I first read Maggie Nelson's books about a year ago. Micah Perks recommended them to me when I was trying to write about my mom at the end of 2007. I love her work because of this balance. "The Red Parts," is about the brutal murder of Nelson's aunt which took place years before she was born. The book is like a true crime novel for the literary feminist. Nelson makes the distinction between how we deal with death in private, versus how some are forced to do it in public.

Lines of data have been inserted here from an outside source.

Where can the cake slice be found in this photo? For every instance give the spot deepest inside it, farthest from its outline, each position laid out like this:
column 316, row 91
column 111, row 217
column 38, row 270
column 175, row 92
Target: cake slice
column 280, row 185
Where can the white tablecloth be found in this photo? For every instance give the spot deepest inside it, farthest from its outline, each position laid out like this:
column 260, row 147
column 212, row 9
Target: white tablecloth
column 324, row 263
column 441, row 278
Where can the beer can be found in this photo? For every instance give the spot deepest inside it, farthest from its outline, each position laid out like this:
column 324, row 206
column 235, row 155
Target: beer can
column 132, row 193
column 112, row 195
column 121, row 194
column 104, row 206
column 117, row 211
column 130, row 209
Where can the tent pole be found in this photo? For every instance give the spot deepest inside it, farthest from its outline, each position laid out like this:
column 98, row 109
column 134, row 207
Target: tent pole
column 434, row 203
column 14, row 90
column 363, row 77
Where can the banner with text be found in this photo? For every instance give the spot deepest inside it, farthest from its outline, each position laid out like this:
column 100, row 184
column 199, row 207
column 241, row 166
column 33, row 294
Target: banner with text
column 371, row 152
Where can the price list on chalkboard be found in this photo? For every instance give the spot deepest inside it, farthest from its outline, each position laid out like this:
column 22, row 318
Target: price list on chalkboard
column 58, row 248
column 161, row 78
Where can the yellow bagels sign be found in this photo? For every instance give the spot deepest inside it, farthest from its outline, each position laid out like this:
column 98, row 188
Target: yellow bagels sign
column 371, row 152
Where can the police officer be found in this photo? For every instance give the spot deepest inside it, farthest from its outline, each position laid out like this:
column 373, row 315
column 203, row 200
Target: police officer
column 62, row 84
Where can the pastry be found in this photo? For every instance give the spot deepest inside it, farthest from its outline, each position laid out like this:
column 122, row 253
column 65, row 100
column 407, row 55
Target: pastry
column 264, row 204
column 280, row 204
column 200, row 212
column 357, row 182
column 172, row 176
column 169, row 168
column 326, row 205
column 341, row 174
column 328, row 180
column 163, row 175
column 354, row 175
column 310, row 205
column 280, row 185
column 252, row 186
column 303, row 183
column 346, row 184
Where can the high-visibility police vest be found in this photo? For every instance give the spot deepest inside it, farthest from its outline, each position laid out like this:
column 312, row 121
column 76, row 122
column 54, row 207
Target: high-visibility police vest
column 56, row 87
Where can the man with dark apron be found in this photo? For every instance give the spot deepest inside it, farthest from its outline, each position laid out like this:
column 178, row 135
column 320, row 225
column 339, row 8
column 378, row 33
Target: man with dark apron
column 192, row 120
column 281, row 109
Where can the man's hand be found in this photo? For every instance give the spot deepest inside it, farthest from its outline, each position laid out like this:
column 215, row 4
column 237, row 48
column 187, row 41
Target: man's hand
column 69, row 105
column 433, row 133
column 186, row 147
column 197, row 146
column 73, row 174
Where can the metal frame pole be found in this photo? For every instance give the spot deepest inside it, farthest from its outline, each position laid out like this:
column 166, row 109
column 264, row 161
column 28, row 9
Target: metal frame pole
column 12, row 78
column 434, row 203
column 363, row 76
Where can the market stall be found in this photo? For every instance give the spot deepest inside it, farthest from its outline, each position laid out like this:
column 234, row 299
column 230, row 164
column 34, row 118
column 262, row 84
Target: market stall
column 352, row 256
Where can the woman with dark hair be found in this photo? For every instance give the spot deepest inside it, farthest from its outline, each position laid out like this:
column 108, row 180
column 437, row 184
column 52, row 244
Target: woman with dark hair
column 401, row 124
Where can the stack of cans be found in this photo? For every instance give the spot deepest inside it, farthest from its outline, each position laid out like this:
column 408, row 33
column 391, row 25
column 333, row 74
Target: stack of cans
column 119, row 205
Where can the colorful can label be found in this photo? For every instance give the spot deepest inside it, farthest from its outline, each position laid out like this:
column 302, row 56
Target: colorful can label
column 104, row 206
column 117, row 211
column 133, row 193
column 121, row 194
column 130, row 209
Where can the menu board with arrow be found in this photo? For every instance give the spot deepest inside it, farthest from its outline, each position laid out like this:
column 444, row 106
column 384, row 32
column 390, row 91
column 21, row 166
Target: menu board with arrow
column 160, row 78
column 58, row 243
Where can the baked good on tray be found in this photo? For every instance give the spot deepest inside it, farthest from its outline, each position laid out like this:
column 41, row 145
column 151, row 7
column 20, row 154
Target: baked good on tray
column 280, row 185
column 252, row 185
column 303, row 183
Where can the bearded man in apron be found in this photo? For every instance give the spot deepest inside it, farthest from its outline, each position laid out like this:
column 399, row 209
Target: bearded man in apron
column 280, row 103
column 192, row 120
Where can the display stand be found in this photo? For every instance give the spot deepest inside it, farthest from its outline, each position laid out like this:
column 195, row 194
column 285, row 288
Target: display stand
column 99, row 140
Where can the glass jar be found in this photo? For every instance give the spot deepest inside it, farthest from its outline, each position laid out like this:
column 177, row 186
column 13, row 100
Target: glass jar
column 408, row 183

Nelson grew up often being mistaken to be her deceased aunt by her grandfather and she explores how this act of violence trickled down over the years affect to her and her sister. The books are all about GRIEF and WOMEN and how weird and hard it is to WRITE about that stuff...you know, all of those things that I can't stop thinking about these days.

Sorry about the disjointed feel to this. I started writing this post weeks ago, and I'm only finishing now because I'm having a rough night, and I think that finishing something will make me feel better. Going to go knit now.

Wednesday, October 22, 2008

Like Sex and Lists



Tonight in my writing class I tried to write a story about a woman who gives birth to a bicycle. I took BART home, and while walking up the steps to where I'd locked my bike I thought, "Tonight, of all nights, please, PLEASE do not be stolen."


ps. while exploring all things mothers these days, i can't avoid the subject of angelina jolie. for better or for worse.

Tuesday, October 07, 2008

Hi, I Moved Here

Monday, October 06, 2008

Amy Hempel

I stumbled up the steps tonight, and I said "Stumble Home" because I was thinking of the Amy Hempel story, and the words just sound pretty. But then my housemate corrected me. The story is called "Tumble Home." Less like my night, more like the internet thing.

Sunday, October 05, 2008

Eye Like It

Dream about standing outside in the rain, and crying, and being embarrassed about my red eyes, and looking into the window of a cafe at someone who's a big deal to me. The inside of the window was covered in eyes, though, and he couldn't tell which were mine. So there was nothing to worry about.